Ruth war bettelarm in London und völlig allein, allein mit ihrer Trauer und ihrem Haß. Auf ähnlichen Wegen wie Ludwig hatte sie Beschäftigung gefunden. Es war eine anständige, nicht entwürdigende Unterkunft, ein Platz bei Kindern, in einer Familie aus gehobenem Mittelstand, irgendwo in Bayswater. Sie hatte ein gutes Bett hier, reichliches Taschengeld, man fand es selbstverständlich, daß sie mit am Familientisch saß. Ach, ihr wäre wohler gewesen, mit den Dienstboten in der Küche zu essen.
Denn es war viel von Deutschland die Rede an diesem Tisch, von Herrn Hitler und seinen Gesetzen. Und es war in einem Sinn davon die Rede, daß sie es schwer ertrug. Wenn bei den weltkundigen Großbürgern der Hilfscomités das Schicksal der deutschen Juden Schmerz und Hilfsbereitschaft wachrief, so tat man hier diese Leiden mit einem Achselzucken ab. Die dort drüben ausgeraubt und verstoßen wurden, das waren für die spießig Gesättigten hier »Ostjuden«, »Polacken«, die man sich besser vom Halse hielt. Was hatten sie's nötig gehabt, sich in Politik einzumischen, »Revolution zu machen«. Da hatten sie's nun.
Man bezog das nicht auf Ruth. Niemand fiel es ein, daß sie leiden könnte unter solchen Gesprächen.
Sie hatte es sich zur Pflicht gesetzt, völlig ruhig zu bleiben, niemals einen Protest zu äußern. Die Kinder, ein kleines, schwarzlockiges Mädel von vier Jahren und ein kluger Junge von sechs, waren zutraulich und vergnügt, sie tat ihr Bestes an ihnen.
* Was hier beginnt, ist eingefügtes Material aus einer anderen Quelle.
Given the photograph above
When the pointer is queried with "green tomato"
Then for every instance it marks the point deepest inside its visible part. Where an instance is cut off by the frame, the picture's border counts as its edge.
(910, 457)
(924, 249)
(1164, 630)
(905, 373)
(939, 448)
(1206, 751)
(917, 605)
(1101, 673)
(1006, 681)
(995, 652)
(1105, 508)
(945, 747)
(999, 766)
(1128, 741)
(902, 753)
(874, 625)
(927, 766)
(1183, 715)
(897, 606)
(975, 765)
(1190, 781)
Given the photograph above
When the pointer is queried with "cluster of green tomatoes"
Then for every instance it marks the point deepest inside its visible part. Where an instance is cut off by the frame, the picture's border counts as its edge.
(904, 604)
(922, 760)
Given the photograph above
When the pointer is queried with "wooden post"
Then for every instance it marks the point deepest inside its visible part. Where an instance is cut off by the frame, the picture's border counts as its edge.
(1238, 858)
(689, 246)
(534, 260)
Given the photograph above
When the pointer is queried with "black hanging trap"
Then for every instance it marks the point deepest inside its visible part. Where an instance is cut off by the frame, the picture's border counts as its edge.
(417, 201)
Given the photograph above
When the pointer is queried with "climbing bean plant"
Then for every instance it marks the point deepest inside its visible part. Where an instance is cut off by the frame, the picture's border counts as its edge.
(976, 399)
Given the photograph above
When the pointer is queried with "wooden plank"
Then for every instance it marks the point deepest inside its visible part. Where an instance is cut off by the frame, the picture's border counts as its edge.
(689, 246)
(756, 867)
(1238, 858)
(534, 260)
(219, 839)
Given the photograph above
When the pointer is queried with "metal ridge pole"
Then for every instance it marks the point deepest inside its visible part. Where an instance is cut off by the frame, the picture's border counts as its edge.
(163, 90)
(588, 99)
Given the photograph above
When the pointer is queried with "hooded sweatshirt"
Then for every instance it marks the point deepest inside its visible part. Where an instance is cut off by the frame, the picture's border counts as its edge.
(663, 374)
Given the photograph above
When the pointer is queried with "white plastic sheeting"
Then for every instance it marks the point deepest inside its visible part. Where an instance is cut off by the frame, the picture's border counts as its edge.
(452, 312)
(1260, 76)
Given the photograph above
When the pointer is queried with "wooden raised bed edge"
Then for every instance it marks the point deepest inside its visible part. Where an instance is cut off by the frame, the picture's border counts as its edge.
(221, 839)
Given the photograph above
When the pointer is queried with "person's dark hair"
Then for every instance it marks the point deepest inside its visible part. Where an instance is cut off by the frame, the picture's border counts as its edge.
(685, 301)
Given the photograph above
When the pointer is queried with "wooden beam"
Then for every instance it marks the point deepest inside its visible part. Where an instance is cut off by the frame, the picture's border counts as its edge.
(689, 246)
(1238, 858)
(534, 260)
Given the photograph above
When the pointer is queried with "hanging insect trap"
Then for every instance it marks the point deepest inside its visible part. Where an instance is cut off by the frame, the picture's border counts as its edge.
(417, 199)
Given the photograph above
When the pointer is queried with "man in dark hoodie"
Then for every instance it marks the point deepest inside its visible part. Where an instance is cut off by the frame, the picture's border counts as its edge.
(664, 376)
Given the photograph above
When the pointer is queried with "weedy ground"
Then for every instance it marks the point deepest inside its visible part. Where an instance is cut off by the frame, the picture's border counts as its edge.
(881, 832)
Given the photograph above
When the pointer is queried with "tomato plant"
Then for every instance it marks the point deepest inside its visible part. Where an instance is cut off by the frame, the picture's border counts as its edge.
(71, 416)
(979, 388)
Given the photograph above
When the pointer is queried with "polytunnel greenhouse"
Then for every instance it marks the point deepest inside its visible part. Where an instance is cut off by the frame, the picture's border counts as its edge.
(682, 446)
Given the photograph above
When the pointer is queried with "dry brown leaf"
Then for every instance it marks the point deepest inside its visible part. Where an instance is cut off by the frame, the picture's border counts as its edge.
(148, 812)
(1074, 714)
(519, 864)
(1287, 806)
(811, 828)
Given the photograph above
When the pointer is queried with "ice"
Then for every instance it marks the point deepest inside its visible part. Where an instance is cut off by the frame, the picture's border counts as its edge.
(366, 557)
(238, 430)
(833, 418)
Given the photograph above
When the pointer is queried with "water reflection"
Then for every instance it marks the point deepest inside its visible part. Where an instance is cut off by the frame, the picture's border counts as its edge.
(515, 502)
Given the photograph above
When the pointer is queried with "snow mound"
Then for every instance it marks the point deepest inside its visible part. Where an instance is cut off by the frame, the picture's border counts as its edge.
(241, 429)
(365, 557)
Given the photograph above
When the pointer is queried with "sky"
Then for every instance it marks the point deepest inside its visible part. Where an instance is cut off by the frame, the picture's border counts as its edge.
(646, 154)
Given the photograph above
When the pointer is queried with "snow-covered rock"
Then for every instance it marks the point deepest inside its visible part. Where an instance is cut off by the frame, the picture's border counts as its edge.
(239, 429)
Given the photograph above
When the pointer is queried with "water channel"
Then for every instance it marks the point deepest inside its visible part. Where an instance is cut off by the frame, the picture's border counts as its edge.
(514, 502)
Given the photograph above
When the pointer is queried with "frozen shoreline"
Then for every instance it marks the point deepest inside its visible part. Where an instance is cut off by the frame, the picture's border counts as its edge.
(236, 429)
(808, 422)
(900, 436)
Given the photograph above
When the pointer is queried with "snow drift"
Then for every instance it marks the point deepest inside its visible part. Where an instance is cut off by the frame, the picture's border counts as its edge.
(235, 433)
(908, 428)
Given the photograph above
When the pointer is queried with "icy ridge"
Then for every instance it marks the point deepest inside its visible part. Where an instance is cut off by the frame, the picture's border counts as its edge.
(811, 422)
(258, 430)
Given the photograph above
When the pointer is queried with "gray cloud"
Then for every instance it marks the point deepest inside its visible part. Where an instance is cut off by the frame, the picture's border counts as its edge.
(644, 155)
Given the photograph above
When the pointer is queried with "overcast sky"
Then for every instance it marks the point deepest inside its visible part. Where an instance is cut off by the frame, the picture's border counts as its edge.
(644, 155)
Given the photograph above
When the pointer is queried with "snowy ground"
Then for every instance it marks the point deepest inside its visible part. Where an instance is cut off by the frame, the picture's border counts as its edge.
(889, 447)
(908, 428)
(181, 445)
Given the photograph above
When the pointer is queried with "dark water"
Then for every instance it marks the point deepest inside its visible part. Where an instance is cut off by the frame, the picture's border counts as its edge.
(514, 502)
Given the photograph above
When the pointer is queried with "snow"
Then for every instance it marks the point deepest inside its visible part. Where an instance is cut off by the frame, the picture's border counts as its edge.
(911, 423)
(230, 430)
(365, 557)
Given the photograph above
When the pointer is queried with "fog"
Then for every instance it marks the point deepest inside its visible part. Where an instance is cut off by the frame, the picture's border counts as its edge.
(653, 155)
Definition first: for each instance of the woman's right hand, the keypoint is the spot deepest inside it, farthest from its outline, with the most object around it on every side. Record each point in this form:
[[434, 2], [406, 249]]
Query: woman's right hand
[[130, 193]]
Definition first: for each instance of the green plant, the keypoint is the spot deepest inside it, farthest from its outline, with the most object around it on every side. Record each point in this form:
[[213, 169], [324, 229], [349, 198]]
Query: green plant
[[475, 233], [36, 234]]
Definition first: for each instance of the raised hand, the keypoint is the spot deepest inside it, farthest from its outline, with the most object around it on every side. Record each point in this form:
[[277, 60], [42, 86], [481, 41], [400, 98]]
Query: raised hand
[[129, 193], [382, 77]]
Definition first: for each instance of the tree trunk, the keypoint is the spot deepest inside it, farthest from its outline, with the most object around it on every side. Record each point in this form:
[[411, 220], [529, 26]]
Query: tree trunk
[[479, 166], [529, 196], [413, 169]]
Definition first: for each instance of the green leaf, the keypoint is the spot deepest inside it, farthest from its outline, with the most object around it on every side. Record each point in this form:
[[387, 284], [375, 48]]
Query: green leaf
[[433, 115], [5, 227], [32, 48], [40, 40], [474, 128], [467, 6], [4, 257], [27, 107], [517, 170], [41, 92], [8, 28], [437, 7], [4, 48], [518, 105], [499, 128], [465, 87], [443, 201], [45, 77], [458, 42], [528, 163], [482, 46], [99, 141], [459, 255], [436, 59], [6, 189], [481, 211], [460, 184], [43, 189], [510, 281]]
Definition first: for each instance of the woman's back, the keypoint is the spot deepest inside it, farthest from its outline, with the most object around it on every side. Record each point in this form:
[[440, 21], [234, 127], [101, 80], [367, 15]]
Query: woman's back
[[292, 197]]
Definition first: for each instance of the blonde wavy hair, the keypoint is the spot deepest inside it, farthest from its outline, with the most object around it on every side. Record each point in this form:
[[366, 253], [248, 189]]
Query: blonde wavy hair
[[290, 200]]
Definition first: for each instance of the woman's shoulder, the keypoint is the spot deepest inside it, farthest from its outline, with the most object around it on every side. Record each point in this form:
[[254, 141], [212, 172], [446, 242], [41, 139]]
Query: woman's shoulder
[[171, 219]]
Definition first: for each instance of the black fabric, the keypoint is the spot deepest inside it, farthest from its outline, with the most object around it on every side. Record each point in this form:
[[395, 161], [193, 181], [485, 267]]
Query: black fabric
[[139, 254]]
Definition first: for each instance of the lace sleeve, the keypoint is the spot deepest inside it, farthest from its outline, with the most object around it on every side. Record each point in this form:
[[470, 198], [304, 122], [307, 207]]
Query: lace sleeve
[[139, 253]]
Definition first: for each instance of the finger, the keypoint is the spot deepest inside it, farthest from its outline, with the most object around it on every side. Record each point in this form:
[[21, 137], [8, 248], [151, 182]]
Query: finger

Um mehr hatte sie sich nicht zu kümmern.
Vielleicht wäre auch alles gutgegangen ohne die Besuche des Bruders der Hausfrau, der wöchentlich einmal mit der Familie zu Mittag aß. Dies war ein Junggeselle in den Dreißigern, von nicht ganz sicherer Eleganz, mit vom Rasieren bläulichen Backen, Inhaber eines Damenhutgeschäfts an der Shaftesbury-Avenue. Er gehörte zum Schlag der stets am besten Orientierten und galt hier als eine Art von Orakel. Immer hatte er den Brief eines Berliner oder Kölner Geschäftsfreundes in der Tasche, der bewies, daß es sich bei all diesen Geschichten um Erfindungen handle, um moskowitische Propagandalügen, einfach dazu bestimmt, die Handelsbeziehungen zwischen den beiden Ländern zu stören. Den anderen am Tische war es hochwillkommen, sie nickten schafsmäßig dazu.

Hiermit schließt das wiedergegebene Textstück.